I posted an article on 5 October detailing the F-35B (Marine Corps variant of the Joint Strike Fighter) making it’s first shipboard vertical landing. The Milwaukee Journal Sentinel posted a nice follow up to that story yesterday giving us a glimpse into the life of the pilot who made the landing, Marine LtCol Fred Schenk.
“It’s a one in a lifetime opportunity to be involved in an aircraft that started on a piece of paper and is now flying and doing really well,” said Schenk, 41, a 1988 Cedarburg High School graduate.
Before U.S. pilots begin to train to fly the F-35, designers and project managers must work out the kinks, and that means seeing how the F-35B vertically lands like a Harrier on a small amphibious ship.
Schenk has spent many hours in the F-35B cockpit and had test flown it on land, but the next step required taking off and landing on a ship as well as testing how the aircraft interacts with a ship’s landing systems, deck and hangar.
The first landing on Oct. 3 was done during nice weather and sea conditions – not much crosswinds and a steady deck with less than 1 degree pitch and 5 degrees of roll.
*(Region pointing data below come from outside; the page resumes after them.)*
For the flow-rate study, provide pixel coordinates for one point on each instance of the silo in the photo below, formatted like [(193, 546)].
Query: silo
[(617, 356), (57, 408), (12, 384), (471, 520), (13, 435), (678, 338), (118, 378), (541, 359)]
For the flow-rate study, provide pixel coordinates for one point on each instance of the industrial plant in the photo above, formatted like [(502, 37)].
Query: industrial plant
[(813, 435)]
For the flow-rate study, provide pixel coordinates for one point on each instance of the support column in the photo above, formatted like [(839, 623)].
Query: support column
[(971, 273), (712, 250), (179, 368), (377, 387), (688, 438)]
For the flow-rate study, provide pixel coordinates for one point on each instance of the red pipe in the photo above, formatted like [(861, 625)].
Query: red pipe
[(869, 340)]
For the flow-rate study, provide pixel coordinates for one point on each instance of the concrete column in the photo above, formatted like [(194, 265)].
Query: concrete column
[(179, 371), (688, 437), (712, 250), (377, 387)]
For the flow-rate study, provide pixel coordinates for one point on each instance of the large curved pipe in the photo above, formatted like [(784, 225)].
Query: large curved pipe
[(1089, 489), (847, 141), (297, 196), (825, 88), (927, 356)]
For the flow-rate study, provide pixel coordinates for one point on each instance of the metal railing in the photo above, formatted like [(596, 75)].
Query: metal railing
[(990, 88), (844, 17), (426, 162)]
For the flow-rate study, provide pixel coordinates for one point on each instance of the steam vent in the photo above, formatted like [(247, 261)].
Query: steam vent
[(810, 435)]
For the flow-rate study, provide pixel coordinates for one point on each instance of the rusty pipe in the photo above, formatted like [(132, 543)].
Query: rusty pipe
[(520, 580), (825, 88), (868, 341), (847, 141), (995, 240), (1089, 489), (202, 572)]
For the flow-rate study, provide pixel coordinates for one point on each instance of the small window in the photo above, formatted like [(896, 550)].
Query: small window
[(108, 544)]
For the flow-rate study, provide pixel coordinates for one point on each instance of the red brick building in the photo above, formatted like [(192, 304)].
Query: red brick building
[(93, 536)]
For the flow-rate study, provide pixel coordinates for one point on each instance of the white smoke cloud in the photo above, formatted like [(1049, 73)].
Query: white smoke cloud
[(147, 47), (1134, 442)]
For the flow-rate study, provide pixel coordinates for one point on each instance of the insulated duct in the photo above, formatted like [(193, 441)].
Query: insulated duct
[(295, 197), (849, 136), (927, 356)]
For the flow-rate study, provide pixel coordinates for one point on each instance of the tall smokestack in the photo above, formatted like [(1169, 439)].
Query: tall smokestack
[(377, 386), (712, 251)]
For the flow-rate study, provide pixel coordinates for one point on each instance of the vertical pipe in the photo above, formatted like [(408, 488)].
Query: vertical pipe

Over the next few weeks Schenk flew in increasingly less favorable conditions from the USS Wasp, an amphibious assault ship, because ultimately pilots will be taking off and landing in all kinds of weather and seas.
The first at-sea vertical landing was over quickly, Schenk said.
“I was really just focused on how the plane was doing, how it was handling and just used to seeing that small ship out in the ocean and having to land on it,” said Schenk, whose parents live in White Lake.
“I think that it is simpler, probably easier to land on the small ship doing a vertical landing than doing a big-ship landing with a tail hook,” Schenk added. “It’s still pretty exciting and neat to stop in midair and take a look at the ship and cross from over the water to the flight deck and bring it on down to land.”
Test pilots place themselves in the cockpits of sometimes dangerous and unproven aircraft to ensure that future war fighters are equipped with technology and firepower to last for the next several decades. It’s always nice to put a face and name to those brave men and women.